Filter _changes by key to speed up replication

redgeoff commented 7 years ago

Expected Behavior

From what I understand, using a view for filtered replication is a lot faster than a filter function as after a view is built it can be reused. I believe that filter functions on the other hand need to be executed each time there is a replication and are not "cached." So, I've found that as a general rule, you should try to use a view whenever you need to filter replication.

The issue is that in order for me to swap out some of my filter functions with views for filtered replication then I'd need to be able to query the _changes endpoint using a key parameter. Is there a reason that a key parameter cannot be added to the _changes API. (Of course, if this is added then the key parameter could also be added to the PouchDB Replication API. This enhancement would lead to significant speed increases in CouchDB/PouchDB initial replication for many data sets)

Current Behavior

The _view API has a key parameter and it functions great when you want to get a list of all the latest docs. No such key parameter exists for the _changes endpoint.

Steps to Reproduce

The following is a simple example that illustrates the need. Assume a database named people with the design doc

{
  _id: '_design/views',

  views: {

    students_by_class: {
      map: [
        'function(doc) {',
        'if (doc.type === "student") {',
        'emit(doc.class, null);',
        '}',
        '}'
      ].join(' ')
    }

  }
}

And assume the following docs:

{
  type: 'teacher',
  name: 'Teacher 1',
  class: 'Calculus'
},
{
  type: 'student',
  name: 'Student 1',
  class: 'Calculus'
},
{
  type: 'student',
  name: 'Student 2',
  class: 'Algebra'
},
{
  type: 'student',
  name: 'Student 3',
  class: 'Calculus'
}

Currently, I can only query for all students and not for those in a specific class:people/_changes?filter=_view&view=views/students_by_class. Instead it would be great to be able to issue people/_changes?filter=_view&view=views/students_by_class&key=Calculus because then I could use a view instead of a filter function in my replication.

Context

Not having the key parameter makes replication a lot slower

Other

I'd be willing to take a stab at modifying the CouchDB source to add this feature, but I just want to confirm that it is a good idea and that I'm not oversimplifying the enhancement.
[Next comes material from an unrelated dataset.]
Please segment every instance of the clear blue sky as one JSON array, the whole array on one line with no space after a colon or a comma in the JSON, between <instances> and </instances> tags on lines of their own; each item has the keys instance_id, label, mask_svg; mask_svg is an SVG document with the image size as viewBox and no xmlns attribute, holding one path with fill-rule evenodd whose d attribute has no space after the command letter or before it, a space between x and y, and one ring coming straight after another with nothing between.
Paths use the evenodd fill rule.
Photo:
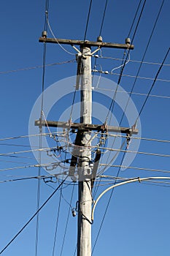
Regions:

nickva commented 7 years ago

Maybe another option is to use a Mango based selector as described here:

https://blog.couchdb.org/2016/08/15/feature-replication/comment-page-1/ (see A New Way to Filter section).

Then each replication document would specify a selector to pick from a specific class only.

By default the basic view based filtering doesn't end up using the view data and just re-uses the map function in the most naive way.

There is a feature which allows using the view. It was implemented here:

https://github.com/apache/couchdb-couch-mrview/pull/2

I think it involves added these options to the view "options": {"seq_indexed": true, "keyseq_indexed": true}}. But have never used it and not sure how it works.

redgeoff commented 7 years ago

@nickva great point on the selector and that is exactly what we have already done as an interim solution and it appears to be a little faster. Ultimately though, using a view with a cached index would be faster, no?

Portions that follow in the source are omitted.